Engineer the Context, Not the Model

Read Articleadded Sep 23, 2025
Engineer the Context, Not the Model

Manus chose context engineering over end‑to‑end training to iterate fast and stay model‑agnostic. They center on KV‑cache efficiency, stable append‑only contexts, action constraining via logits/prefill, file‑based memory, attention recitation, visible errors, and diversity to avoid few‑shot mimicry.

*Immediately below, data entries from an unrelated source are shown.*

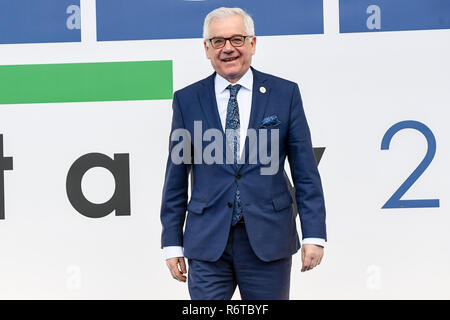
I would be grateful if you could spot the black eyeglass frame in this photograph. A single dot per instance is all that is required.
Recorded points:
(225, 42)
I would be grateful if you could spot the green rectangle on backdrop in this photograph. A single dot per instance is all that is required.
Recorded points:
(83, 82)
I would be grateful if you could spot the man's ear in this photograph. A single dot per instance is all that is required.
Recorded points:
(253, 45)
(206, 49)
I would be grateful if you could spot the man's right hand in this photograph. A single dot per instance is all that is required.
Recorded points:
(177, 267)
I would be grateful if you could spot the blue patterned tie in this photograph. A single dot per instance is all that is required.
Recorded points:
(233, 122)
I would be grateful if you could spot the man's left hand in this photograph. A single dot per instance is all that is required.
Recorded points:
(311, 256)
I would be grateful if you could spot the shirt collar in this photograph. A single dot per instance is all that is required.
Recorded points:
(246, 81)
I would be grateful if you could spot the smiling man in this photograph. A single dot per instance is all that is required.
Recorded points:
(240, 228)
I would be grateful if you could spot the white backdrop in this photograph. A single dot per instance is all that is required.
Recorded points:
(354, 88)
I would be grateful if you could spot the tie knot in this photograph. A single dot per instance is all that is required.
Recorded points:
(234, 90)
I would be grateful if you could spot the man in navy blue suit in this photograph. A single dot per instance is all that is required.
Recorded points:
(240, 228)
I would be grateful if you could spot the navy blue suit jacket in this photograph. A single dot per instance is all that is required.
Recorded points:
(267, 203)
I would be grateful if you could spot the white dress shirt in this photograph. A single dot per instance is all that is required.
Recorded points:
(244, 99)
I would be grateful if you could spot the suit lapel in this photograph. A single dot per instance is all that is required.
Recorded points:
(258, 108)
(208, 102)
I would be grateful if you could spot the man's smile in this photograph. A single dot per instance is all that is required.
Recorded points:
(229, 59)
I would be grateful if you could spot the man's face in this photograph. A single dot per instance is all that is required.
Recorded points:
(226, 27)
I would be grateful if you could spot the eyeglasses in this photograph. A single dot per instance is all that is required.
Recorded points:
(236, 41)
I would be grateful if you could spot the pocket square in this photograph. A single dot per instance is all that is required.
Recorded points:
(270, 121)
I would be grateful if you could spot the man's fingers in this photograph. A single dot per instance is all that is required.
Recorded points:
(172, 264)
(182, 265)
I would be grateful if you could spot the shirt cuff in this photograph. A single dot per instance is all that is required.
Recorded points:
(316, 241)
(173, 252)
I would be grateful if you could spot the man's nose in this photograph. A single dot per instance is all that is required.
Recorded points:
(228, 47)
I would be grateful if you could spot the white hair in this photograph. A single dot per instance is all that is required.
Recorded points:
(227, 12)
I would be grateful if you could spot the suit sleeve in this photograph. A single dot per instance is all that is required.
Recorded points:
(304, 172)
(175, 190)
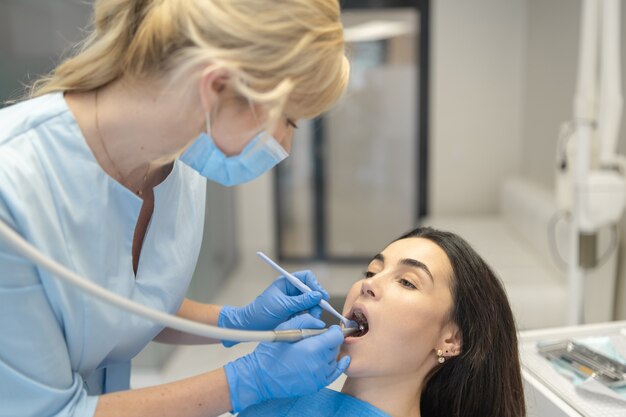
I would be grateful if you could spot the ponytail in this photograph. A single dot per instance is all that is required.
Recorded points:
(281, 54)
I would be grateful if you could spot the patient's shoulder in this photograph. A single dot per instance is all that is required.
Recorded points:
(325, 403)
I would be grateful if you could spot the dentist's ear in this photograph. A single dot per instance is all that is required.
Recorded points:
(213, 82)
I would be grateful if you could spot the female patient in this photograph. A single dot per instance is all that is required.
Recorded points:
(439, 339)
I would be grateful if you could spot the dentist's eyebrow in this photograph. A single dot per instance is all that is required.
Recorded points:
(417, 264)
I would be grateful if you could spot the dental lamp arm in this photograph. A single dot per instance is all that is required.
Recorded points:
(611, 100)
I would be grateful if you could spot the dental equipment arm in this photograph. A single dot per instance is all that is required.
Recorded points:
(591, 178)
(168, 320)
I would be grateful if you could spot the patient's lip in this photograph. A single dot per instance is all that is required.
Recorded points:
(360, 308)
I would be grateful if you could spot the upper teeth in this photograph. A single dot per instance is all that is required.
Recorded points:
(360, 318)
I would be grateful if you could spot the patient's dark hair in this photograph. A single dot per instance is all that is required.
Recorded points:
(485, 379)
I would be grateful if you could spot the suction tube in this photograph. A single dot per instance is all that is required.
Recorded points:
(171, 321)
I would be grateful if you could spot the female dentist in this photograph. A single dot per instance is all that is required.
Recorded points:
(104, 171)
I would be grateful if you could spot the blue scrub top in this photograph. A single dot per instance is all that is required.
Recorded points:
(325, 403)
(60, 348)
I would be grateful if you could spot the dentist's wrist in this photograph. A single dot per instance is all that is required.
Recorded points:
(244, 386)
(228, 319)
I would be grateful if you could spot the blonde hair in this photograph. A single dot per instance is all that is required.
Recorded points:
(287, 54)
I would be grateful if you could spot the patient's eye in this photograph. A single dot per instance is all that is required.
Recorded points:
(407, 284)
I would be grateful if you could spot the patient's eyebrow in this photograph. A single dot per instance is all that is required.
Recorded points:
(378, 257)
(417, 264)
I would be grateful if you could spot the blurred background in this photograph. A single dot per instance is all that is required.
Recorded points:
(451, 119)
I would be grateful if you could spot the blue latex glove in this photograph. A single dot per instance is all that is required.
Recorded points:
(280, 370)
(278, 303)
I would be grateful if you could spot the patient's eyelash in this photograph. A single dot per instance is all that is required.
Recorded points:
(407, 284)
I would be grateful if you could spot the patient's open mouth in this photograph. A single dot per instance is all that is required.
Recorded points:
(358, 316)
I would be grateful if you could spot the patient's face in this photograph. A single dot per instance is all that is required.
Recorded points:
(405, 307)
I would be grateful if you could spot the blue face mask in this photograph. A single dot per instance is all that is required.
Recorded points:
(259, 156)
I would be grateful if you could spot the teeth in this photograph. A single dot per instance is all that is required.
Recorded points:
(360, 318)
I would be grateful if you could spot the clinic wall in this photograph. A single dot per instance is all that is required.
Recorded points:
(477, 51)
(551, 68)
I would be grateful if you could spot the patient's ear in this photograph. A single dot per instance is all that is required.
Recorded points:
(452, 340)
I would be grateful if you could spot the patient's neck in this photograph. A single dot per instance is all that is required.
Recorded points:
(397, 395)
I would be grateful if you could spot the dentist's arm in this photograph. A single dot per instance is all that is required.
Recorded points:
(277, 304)
(273, 370)
(204, 395)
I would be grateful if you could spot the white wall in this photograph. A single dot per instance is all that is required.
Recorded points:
(478, 50)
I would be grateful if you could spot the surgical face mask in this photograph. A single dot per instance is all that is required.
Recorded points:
(259, 156)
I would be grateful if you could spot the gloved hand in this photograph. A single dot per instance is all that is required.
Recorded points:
(280, 370)
(279, 302)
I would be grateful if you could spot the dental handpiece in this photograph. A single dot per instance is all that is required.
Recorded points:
(304, 288)
(299, 334)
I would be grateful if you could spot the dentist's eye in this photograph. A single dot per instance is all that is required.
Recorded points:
(407, 284)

The takeaway: agent success depends on how you shape context—cost, speed, recovery, and scale follow from it.

Key Points

  • Optimize for KV‑cache hit rate: keep prompts stable, use append‑only, deterministically serialized contexts, and mark cache breakpoints; enable prefix caching and consistent session routing.
  • Do not dynamically add/remove tools mid‑iteration; instead, mask logits and use response prefill plus a state machine to constrain action selection without breaking caches.
  • Use the file system as externalized, restorable memory to handle large observations, control costs, and avoid long‑context degradation.
  • Manipulate attention via recitation (e.g., a constantly updated todo list) to keep goals in the model’s recent focus and prevent drift.
  • Keep errors in the context so the model can learn from failures; avoid over-uniform few-shot traces by injecting structured diversity to prevent behavioral lock‑in.

Sentiment

Overwhelmingly positive. The Hacker News discussion largely agrees with the article's core tenets and provides supporting insights and practical examples.

In Agreement

  • Using the file system as external memory for agents is highly effective and simple, negating the need for complex memory backends like RAG or vector stores. This can be implemented with a dedicated directory (e.g., `.agent/`) for task lists, plans, findings, and prompts, using meaningful filenames and status suffixes.
  • Keeping agent plans simple and using straightforward tools like `update_plan` to track progress aligns with best practices, as evidenced by OpenAI Codex's tooling setup.
  • Many context engineering best practices for AI agents, such as stable contexts, keeping failure traces, and injecting diversity, mirror established best practices for managing code repositories (e.g., not bloat/refactor too often, not deleting bad commits, avoiding repetitive code).
  • Caching is critically important for AI agents, especially for cost and performance; providers on fixed-price plans are incentivized to implement it, while users on metered plans must actively consider its availability and importance.